Last night I joined several hundred people for a talk and Q&A by Michael Pollan, journalist and author of In Defense of Food, The Omnivore’s Dilemma, The Botany of Desire, and others, for the West Roxbury Public Library. Some quotes and notes from his talk:

“The subject [of what to eat] got simpler and simpler the deeper I got into it.”

“Nutrition science today is approximately where surgery was in the year 1650.”

“We don’t know what’s in the soul of a carrot, nor do we need to know.”

“There are as many brain cells in our digestive tract as there are in our spinal cord.” (Pause) “What are they thinking?”

“Get off the Western industrialized diet (refined meat, high calories, processed foods, absence of fruit, vegetables & whole grains) in whatever way we can.”

“Don’t eat anything you’ve ever seen advertised on television.” (Not counting Washington State apple grower PSAs and the like.)

“Eat all the junk food you want, provided you make it yourself.” He talked about how messy it is to make French fries at home – the peeling, the cutting, the frying – which labor automatically limits him to indulging about once a month.

What he’d advise Obama: Preserve farmland. Decentralize the food system. Require local procurement in government food purchasing – even having just 1% to 2% of government food purchases come from within 100 miles would make a huge difference.

Next book: he’s just conceiving it, he thinks it’ll be about cooking. Not an actual cookbook. But if you’re going to talk about changing the way you eat, you need to help people figure out how to do that.

On butter: he likes it. He quoted another nutritionist (I didn’t catch her name, it wasn’t Marion Nestle) as saying “I trust cows more than chemists.”

Upcoming film to watch out for: Food, Inc. It comes out next month. Look for appearances by Pollan and Eric Schlosser (Fast Food Nation) as well as information about Tyson, Monsanto, and the like.

Three shoppers buying peppers at a Queens grocery store find bags of cocaine stuffed inside. (Link goes to New York Post’s story, complete with punny title.)

Wish I’d made the connection a little sooner. I’d have cut up some carrots, or potatoes, or beets, or even some ginger. Roots are tasty when they’re squared.

(What? Roots are for cubing, not squaring? Aw, c’mon.)

Does a cool name make an ordinary vegetable more exciting? According to findings reported today, little kids will eat more vegetables if you call the veggies by a name that makes them sound more fun to eat.

Renaming the menu apparently works on grown-ups, too. Which would you order: succotash or spring vegetable medley? See?

(By the way… Merriam-Webster says “succotash” is derived from a Narragansett word for boiled corn kernels: msickquatash.)
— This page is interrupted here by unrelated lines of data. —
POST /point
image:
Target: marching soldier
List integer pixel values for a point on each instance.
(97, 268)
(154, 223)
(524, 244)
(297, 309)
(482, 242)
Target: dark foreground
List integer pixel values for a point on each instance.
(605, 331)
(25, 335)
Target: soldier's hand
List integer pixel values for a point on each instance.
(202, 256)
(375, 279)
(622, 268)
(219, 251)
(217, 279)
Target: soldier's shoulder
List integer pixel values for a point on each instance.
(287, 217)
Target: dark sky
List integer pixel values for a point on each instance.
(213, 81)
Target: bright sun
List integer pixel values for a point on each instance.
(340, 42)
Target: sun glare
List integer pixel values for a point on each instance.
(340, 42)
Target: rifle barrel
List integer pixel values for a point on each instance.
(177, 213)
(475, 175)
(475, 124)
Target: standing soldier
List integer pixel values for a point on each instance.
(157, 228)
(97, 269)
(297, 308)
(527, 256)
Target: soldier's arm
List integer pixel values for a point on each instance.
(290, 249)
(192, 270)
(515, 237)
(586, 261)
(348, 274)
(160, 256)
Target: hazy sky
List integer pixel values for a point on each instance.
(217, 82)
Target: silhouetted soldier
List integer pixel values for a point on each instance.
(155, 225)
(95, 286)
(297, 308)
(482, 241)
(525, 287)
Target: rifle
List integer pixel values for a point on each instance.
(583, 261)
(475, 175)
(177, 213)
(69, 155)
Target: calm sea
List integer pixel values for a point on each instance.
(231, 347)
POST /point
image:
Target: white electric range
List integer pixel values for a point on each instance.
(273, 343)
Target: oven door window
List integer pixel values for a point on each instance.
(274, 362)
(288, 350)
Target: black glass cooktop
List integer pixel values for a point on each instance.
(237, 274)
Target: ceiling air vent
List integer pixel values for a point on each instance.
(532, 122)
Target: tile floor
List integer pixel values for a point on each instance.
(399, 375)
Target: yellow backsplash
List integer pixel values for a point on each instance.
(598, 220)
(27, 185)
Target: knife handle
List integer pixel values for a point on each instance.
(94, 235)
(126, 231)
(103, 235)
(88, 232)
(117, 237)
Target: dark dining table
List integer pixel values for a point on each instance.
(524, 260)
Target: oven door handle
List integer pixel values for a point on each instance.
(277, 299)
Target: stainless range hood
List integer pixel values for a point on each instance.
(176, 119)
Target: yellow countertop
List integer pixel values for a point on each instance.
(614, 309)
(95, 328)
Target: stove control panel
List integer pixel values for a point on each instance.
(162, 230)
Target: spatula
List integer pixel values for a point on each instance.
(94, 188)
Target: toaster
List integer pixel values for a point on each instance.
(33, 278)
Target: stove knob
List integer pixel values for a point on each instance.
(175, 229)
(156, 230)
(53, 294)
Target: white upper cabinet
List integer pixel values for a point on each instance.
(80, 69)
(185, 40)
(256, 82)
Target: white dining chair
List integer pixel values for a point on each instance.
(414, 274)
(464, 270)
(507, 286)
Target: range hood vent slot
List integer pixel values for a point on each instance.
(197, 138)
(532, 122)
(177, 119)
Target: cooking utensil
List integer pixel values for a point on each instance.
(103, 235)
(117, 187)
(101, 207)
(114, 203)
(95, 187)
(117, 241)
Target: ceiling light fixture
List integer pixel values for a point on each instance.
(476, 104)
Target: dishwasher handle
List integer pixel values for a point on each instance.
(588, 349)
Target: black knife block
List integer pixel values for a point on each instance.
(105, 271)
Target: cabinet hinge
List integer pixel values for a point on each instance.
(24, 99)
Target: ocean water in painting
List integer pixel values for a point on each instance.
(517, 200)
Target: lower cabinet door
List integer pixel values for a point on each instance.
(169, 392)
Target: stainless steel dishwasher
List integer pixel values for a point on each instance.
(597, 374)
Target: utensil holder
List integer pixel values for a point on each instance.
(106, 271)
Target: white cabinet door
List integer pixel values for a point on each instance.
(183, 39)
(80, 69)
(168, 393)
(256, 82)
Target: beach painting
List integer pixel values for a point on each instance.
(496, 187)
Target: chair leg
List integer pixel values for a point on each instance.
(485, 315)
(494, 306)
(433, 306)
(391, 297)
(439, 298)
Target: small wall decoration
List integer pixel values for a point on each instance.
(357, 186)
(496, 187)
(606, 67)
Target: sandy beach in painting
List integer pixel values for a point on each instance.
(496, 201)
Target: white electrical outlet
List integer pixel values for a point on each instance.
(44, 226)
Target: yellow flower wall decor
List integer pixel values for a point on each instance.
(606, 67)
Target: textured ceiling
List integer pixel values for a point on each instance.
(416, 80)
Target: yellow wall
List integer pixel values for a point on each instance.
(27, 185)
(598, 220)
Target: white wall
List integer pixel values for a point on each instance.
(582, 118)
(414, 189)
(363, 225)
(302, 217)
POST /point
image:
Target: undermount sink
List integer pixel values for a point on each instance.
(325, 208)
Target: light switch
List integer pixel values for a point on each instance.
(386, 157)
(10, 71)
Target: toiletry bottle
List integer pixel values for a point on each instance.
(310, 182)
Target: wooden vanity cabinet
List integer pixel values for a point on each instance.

Nothing quite like an episode of You Are What You Eat on BBC America to put me off sweets… if only for a little while. Today I attempted a Gillian McKeith recipe for adzuki (aduki) bean stew, a strictly vegan jumble of beans, greens, carrots, butternut squash, onions, and leeks. And it’s… all right, I guess. Needs a lot more cumin or something to perk it up. A grind of pepper, a sprinkle of sea salt. But yes, utterly sin-free food.
Before I could do much more than sample the finished stew, my husband suggested a walk to Guru the Caterer, which we both really like for Indian food. It’s the sort of place that only puts a handful of items on the menu on any given day: you eats what they gots. Their palak paneer (spinach with cheese) is a jade-green puree – not hot-spicy, but well spiced. We loved the pakoras today, too. The other dish in my veggie combo was red kidney beans in a rich tomato-cream sauce.

What a treat to know that a cup of baked delicata – or any winter squash – costs me just one point in Weight Watchers’ system. One point, a few minutes to preheat the toaster oven, and 45 minutes to cook. I’ll even splurge on a point’s worth of butter for the creamy yum factor.

Step 0: preheat the oven to 400 degrees F.
Step 1: split your delicata squash the long way and scrape out the seeds.
Step 2: line a baking pan with aluminum foil, then brush the foil and the cut edges of the squash with olive oil. Put the squash on the pan, cut sides down.
Step 3: bake the squash for 40-50 minutes or until nice and soft.
Hoo hah – it’s hot, let it cool a minute, then mash the squash with some butter, salt and pepper, and devour. I like the skin, my husband does not. More fiber for me!

Bonus frugal points: wash those squash seeds, strew them across an oiled baking sheet, and roast for an hour at 250 degrees F (yes, a much lower temperature). Season, salt, savor.